MORE people will have better access to the tools and resources needed to address racism and build more inclusive communities, as 60 organizations receive support through the B.C. Multiculturalism and Anti-Racism Grants program.
“Discrimination and racism are real, and too many people in this province continue to be victimized by hate,” said Niki Sharma, Attorney General, on Wednesday. “I’m encouraged and inspired to see so many organizations standing up and speaking out against racism and making B.C. a more welcoming place.”
Almost $300,000 will be given to 60 community-based organizations for projects to dismantle systemic racism, address hate incidents and support racialized communities throughout B.C.
The Historic Joy Kogawa House Society in Vancouver received funding to host safe and supportive bi-weekly writing circles for writers who identify as queer and Asian to develop written work for publication.
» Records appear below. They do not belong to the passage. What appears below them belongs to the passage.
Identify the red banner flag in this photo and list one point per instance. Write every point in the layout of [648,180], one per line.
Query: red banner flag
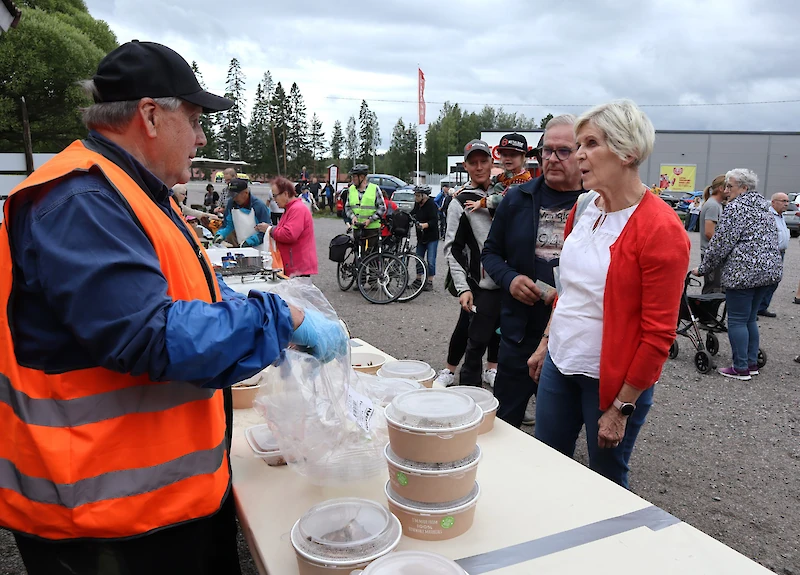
[421,84]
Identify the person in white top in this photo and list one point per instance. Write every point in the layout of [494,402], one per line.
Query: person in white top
[620,278]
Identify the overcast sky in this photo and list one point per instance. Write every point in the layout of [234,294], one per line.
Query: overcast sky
[528,56]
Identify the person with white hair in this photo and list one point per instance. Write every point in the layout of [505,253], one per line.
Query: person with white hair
[621,277]
[745,247]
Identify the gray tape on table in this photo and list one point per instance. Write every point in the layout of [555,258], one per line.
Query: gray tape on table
[651,517]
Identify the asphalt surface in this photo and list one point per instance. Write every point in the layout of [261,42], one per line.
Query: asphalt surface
[721,455]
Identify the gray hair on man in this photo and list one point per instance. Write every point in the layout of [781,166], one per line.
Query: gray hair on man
[744,177]
[629,133]
[115,116]
[560,120]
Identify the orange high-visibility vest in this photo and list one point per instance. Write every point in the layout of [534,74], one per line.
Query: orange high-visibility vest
[95,453]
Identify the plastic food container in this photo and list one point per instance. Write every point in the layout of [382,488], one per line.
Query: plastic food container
[341,535]
[432,482]
[366,362]
[386,389]
[409,369]
[487,402]
[434,521]
[413,563]
[433,425]
[264,444]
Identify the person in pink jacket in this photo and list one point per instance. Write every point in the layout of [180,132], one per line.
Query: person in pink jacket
[294,234]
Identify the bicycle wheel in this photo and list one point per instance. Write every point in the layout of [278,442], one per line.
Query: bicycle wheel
[413,263]
[345,274]
[382,278]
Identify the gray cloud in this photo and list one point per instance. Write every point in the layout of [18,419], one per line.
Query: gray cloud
[513,52]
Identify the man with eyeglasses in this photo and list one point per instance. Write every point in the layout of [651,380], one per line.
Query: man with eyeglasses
[521,254]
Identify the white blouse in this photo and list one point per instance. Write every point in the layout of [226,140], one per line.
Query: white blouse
[576,330]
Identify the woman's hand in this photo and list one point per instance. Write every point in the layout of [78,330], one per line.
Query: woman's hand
[465,299]
[611,428]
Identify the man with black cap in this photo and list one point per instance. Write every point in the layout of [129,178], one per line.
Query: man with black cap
[521,254]
[242,214]
[478,295]
[115,337]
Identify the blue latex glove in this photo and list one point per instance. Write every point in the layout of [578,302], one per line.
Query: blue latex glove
[325,338]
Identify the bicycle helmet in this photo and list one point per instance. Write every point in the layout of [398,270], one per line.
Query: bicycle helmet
[359,169]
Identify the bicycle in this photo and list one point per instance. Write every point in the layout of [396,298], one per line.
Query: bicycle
[399,245]
[381,277]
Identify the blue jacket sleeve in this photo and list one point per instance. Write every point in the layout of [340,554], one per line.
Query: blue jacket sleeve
[493,256]
[101,276]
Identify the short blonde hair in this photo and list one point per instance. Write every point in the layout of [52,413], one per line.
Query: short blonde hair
[629,133]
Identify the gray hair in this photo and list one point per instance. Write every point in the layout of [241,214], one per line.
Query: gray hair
[560,120]
[744,177]
[114,116]
[629,133]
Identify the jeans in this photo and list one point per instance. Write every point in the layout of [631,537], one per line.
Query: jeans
[565,403]
[742,307]
[427,252]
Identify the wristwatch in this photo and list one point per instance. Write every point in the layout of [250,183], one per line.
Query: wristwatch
[625,409]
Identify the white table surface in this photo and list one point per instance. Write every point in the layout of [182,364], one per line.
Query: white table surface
[529,492]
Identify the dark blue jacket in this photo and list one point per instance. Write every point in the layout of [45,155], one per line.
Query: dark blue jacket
[88,291]
[510,250]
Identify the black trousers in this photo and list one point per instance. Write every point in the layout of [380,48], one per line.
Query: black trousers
[458,342]
[513,386]
[482,326]
[203,547]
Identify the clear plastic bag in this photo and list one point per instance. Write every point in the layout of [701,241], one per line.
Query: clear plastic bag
[328,423]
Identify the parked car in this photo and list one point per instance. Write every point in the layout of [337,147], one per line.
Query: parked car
[687,199]
[792,215]
[404,200]
[388,183]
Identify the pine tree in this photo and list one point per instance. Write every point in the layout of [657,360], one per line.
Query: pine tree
[297,140]
[279,114]
[208,122]
[233,132]
[317,140]
[337,141]
[351,142]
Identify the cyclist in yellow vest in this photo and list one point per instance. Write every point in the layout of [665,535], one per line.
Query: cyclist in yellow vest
[364,203]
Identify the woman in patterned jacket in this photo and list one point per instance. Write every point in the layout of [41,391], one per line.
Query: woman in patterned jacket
[745,246]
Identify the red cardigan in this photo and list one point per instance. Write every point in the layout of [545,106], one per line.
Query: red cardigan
[644,285]
[294,236]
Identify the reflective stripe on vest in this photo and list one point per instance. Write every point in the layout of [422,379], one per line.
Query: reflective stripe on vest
[93,453]
[365,207]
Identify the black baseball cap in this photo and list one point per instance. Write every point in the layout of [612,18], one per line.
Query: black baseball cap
[514,142]
[138,70]
[237,185]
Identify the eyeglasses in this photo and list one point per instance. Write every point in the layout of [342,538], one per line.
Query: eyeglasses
[562,154]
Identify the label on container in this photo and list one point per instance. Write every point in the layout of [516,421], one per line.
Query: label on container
[360,409]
“On top of the trauma of dealing with the pandemic, Asians have had to deal with feeling physically and emotionally unsafe in their social environments. For 2SLGBTQ+ Asians, who are already doubly marginalized as outsiders in straight and 2SLGBTQ+ communities, the layers of trauma are multiple,” said Ann-Marie Metten, executive director, Historic Joy Kogawa House Society. “Writers who only met in a safe online space during the pandemic will now be meeting in person to write together and develop new creative work. We are excited to see what results.”
Nechako Healthy Community Alliance Society in Vanderhoof received funding to create videos, podcasts and written pieces about life as a racialized person in northern B.C. and to demonstrate ways to get involved in fighting racism in the community.
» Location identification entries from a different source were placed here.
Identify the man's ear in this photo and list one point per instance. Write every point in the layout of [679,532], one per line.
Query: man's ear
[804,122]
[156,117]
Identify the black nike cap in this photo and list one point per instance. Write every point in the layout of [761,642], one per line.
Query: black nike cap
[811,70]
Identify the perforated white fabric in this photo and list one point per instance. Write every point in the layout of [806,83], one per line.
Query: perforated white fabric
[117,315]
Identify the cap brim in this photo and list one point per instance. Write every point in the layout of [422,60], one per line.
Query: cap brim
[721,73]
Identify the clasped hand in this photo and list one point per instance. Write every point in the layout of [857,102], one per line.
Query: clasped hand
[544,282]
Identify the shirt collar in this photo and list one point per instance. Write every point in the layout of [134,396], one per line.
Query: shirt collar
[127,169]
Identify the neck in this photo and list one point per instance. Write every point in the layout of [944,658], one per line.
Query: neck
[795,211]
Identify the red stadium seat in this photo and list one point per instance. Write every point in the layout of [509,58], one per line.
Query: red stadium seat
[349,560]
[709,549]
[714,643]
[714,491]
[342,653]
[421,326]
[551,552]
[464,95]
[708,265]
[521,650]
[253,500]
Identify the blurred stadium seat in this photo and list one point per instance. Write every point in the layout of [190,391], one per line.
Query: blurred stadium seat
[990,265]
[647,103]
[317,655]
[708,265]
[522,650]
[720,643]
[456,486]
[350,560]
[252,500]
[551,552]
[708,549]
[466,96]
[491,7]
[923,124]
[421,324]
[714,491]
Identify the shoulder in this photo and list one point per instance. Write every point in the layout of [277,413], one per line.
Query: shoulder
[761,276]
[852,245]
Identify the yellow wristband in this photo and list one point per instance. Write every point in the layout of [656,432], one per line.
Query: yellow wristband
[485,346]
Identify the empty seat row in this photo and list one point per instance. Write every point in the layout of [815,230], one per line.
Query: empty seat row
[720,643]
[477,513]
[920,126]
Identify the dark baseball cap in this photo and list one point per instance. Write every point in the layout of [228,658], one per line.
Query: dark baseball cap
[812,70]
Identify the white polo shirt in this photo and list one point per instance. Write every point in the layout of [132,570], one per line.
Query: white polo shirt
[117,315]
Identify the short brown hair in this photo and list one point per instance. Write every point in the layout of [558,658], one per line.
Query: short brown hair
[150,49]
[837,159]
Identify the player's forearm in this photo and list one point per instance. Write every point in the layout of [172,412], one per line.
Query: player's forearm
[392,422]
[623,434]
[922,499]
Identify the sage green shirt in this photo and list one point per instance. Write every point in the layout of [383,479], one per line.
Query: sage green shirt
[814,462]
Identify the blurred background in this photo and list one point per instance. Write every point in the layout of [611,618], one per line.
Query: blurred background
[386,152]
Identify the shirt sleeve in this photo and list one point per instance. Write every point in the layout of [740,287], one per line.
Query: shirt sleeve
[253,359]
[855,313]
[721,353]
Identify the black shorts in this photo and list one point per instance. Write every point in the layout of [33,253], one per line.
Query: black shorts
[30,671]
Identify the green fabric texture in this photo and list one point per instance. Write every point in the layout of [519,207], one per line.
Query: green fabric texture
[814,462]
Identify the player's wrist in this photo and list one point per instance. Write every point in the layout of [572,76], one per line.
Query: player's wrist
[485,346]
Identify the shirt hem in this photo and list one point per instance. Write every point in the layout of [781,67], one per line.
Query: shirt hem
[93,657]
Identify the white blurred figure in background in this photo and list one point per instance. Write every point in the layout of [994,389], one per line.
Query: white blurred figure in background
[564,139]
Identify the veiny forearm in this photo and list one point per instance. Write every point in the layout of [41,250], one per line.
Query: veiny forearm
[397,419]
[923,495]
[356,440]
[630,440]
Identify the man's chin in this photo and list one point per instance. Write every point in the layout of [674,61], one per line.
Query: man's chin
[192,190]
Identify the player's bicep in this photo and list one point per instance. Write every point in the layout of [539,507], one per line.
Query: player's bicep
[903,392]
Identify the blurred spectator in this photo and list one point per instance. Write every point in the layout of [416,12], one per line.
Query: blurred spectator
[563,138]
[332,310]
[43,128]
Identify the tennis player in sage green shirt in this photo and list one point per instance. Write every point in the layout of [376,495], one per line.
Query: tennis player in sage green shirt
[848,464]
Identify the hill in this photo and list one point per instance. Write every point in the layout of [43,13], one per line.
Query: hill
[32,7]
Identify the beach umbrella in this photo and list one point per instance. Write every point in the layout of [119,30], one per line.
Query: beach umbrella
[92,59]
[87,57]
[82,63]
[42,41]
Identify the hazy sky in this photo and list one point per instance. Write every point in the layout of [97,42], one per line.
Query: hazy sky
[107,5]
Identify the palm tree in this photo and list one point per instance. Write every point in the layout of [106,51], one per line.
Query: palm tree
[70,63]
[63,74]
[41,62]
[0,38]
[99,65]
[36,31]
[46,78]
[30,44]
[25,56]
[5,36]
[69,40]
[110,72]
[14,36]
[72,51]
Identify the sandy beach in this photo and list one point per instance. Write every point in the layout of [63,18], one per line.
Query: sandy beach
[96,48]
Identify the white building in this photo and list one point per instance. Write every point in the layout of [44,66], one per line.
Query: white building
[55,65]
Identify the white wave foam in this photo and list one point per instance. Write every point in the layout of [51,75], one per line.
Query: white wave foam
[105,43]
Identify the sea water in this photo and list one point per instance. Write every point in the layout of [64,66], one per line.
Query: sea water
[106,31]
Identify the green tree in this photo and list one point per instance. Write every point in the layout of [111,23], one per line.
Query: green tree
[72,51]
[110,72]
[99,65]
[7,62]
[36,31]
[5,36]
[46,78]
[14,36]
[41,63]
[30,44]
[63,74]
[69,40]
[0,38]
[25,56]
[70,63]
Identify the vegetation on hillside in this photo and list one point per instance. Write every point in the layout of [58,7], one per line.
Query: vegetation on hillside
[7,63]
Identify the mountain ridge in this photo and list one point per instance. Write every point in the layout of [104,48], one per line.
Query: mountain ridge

“The ‘sleepy middle’ in our community-that is, people who are indifferent and complacent in anti-racism and anti-hate conversations and actions-have a lot of potential to support anti-racism and anti-hate education, and make real, lasting change,” said Sylvia Byron, Nechako Healthy Community Alliance Society. “Our hope is to inspire people to move from the silent, inactive, passive sleepy middle toward a more active, engaged community that will step up to support anti-hate and anti-racism education, and will step in to prevent racism and hate where they can.”
Mable Elmore, Parliamentary Secretary for Anti-Racism Initiatives, said: “Indigenous, Black and people of colour continue to experience discrimination in every part of society, and because of this, they are often being left behind. These grants are one important way we are supporting grassroots organizations to address systemic racism in the ways they think will work best for their communities, so we can build a more inclusive province for everyone.”
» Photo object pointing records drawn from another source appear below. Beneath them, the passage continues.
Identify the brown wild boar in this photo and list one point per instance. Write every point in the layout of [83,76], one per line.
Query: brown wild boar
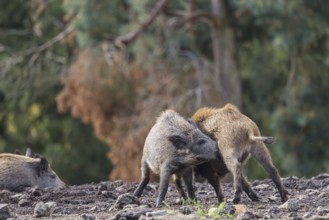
[18,172]
[237,137]
[173,145]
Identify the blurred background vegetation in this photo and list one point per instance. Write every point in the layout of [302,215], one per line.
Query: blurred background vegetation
[82,81]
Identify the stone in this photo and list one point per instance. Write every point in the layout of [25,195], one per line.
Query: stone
[323,210]
[4,211]
[124,200]
[246,216]
[307,215]
[156,213]
[272,198]
[51,204]
[41,210]
[321,176]
[239,209]
[87,217]
[35,191]
[290,205]
[274,212]
[133,213]
[186,210]
[24,203]
[261,186]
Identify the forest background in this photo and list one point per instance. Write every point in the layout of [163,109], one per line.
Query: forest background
[82,81]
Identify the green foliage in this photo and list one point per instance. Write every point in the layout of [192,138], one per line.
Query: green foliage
[28,87]
[213,212]
[285,76]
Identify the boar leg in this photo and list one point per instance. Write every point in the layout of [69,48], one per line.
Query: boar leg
[164,183]
[188,179]
[179,186]
[235,167]
[144,180]
[207,172]
[248,190]
[262,155]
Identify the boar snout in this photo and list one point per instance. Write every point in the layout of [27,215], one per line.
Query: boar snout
[207,150]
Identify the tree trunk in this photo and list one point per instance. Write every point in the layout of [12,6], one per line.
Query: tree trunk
[226,70]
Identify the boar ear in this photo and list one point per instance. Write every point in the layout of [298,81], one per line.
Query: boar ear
[178,141]
[43,166]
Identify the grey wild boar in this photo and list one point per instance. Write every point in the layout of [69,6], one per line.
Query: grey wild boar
[237,137]
[18,172]
[173,145]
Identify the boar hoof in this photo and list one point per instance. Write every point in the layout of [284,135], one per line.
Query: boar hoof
[236,200]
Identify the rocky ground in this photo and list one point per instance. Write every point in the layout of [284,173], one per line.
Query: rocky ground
[309,199]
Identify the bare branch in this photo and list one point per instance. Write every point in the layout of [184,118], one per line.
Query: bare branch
[131,36]
[201,15]
[49,43]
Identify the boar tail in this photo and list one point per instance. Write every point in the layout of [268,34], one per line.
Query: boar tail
[266,140]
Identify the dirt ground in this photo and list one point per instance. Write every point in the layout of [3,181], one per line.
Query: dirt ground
[309,199]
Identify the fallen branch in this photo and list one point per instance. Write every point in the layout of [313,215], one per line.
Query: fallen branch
[49,43]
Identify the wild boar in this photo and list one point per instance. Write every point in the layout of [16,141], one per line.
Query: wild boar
[173,145]
[18,172]
[237,137]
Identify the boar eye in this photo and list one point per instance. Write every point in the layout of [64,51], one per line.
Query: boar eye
[53,176]
[202,141]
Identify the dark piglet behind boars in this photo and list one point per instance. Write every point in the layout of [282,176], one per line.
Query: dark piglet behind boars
[237,137]
[173,145]
[18,172]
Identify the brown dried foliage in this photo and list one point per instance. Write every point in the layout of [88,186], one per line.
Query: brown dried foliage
[123,105]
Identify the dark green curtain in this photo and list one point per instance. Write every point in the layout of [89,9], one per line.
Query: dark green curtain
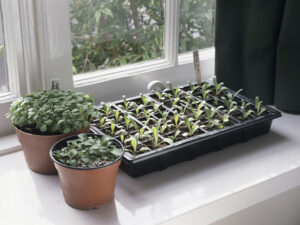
[258,49]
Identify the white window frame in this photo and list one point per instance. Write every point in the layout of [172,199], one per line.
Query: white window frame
[19,81]
[38,50]
[56,57]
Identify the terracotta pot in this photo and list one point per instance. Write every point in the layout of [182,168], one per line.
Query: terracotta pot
[86,188]
[36,149]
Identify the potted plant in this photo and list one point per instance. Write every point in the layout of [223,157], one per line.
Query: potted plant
[44,117]
[87,166]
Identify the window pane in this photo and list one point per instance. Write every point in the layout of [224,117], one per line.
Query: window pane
[110,33]
[197,21]
[3,77]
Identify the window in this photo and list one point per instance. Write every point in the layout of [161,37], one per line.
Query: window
[110,33]
[3,77]
[114,47]
[197,21]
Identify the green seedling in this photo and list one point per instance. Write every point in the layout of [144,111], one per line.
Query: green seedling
[175,135]
[229,102]
[127,105]
[112,127]
[144,99]
[156,139]
[106,109]
[156,106]
[177,121]
[193,87]
[219,87]
[176,92]
[122,134]
[173,101]
[102,121]
[211,120]
[259,110]
[216,100]
[205,90]
[197,112]
[192,127]
[246,113]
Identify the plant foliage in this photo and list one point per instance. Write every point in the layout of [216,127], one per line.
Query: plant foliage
[52,112]
[88,152]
Funding preference is given to applications submitted by racialized and otherwise marginalized groups. Projects must have started by March 1, 2023, and must end by March 31, 2024.
Other government actions that are making B.C. a safer and more inclusive place for everyone, include:
* providing funding to support several anti-racism initiatives, such as the Resilience BC Anti-Racism Network and the Multiculturalism and Anti-Racism Awards;
* reinstating the B.C. Human Rights Commission;
* implementing the K-12 Anti-Racism Action Plan to equip students, teachers and parents with resources to identify and respond to racism and discrimination;
* implementing the Anti-Racism Data Act to help government identify inequities in programs and services, and pave the way to a more equitable province; and
* working to introduce new, broader anti-racism legislation in 2024.
This year, government will release research priorities under the Anti-Racism Data Act. Developed in partnership with Indigenous governing entities and the Anti-Racism Data Committee, these priorities will ensure that data collection is focused on the areas that matter most to those affected by systemic racism.